We’ve put together two such exhibitions so far, in the MIT Museum Studio’s Compton Gallery. The first was "Perceiving Perception," a collection of 14 individual installations that suspended the viewer in the moment of visual creation, allowing them to experience the constructive nature of their own perception. You can find the artworks and accompanying descriptions in the online catalog for the show. Our second exhibition, "Dessert of the Real," revisits the theme of constructive perception, and suggests that experience we’re conscious of mentally synthesizing is deliciously immediate, more real than representation. The show is on display this spring in the Compton Gallery.

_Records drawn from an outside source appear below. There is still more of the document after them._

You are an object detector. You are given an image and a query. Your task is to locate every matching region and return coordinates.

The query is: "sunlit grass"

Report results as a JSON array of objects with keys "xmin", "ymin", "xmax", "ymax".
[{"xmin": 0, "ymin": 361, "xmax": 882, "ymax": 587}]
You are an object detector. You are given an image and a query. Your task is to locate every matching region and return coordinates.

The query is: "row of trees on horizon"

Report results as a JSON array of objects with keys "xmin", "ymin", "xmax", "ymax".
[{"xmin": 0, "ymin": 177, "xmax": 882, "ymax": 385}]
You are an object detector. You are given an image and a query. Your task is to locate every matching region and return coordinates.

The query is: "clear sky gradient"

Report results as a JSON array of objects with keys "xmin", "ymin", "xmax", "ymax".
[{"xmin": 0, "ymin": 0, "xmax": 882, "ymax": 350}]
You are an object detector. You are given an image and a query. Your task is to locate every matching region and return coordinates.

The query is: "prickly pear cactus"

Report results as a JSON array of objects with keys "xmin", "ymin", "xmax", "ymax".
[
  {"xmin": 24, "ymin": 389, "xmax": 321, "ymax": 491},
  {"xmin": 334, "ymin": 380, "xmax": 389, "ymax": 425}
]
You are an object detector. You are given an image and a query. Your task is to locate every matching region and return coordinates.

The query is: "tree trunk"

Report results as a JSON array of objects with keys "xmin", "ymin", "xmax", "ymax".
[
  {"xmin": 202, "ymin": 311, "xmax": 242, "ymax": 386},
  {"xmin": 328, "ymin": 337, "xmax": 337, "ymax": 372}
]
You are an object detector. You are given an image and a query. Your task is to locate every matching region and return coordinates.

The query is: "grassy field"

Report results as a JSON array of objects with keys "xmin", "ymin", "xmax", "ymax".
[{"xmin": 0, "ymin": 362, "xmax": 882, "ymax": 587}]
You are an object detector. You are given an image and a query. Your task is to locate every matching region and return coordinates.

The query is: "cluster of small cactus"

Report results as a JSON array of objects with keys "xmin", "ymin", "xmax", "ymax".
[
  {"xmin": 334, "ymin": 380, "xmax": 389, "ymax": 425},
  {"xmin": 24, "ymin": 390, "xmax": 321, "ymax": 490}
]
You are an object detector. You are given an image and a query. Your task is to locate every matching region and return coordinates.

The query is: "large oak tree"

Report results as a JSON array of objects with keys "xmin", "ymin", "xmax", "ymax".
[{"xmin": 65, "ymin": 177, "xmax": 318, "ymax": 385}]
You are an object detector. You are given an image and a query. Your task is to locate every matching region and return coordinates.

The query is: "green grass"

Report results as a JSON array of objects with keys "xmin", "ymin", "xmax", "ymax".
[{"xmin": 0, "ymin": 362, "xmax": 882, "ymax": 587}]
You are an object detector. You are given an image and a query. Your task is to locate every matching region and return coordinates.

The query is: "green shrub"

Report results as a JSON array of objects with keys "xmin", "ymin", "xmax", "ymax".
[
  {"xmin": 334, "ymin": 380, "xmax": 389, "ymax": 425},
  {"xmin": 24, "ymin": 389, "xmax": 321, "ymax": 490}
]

The spirit of Vision in Art and Neuroscience has resonated across disciplines on campus – in addition to neuroscience, we have students and researchers joining us from computer science, mechanical engineering, mathematics, the Media Lab, and ACT (Art, Culture, and Technology). The course is growing into something larger, a community of practice interested in applying the scientific methodology we develop to study the world, to probe experience, and articulate models for its generation and replication. Students from the course have remained members of the Studio community, and have traveled with us for offsite installations, symposia, and collaborations with museums including the Metropolitan Museum of Art and the Peabody Essex Museum. We’re partners with the Zero Group in Germany, and ARTMATR in New York. With ARTMATR, we brought a 6-axis robotic arm into the Studio, and ran a short course this winter where students collaborated with the robot to explore the intersection of articulated motion and perception. We’re eager to open this conversation to a broad network of collaborators, both human and machine.
It’s an exciting moment in the fields of neuroscience and computing; there is great energy to build technologies that perceive the world like humans do. We stress on the first day of class that perception is a fundamentally creative act. We see the potential for models of perception to themselves be tools for scaling and translating creativity across domains, and for building a deeply creative relationship to our environment.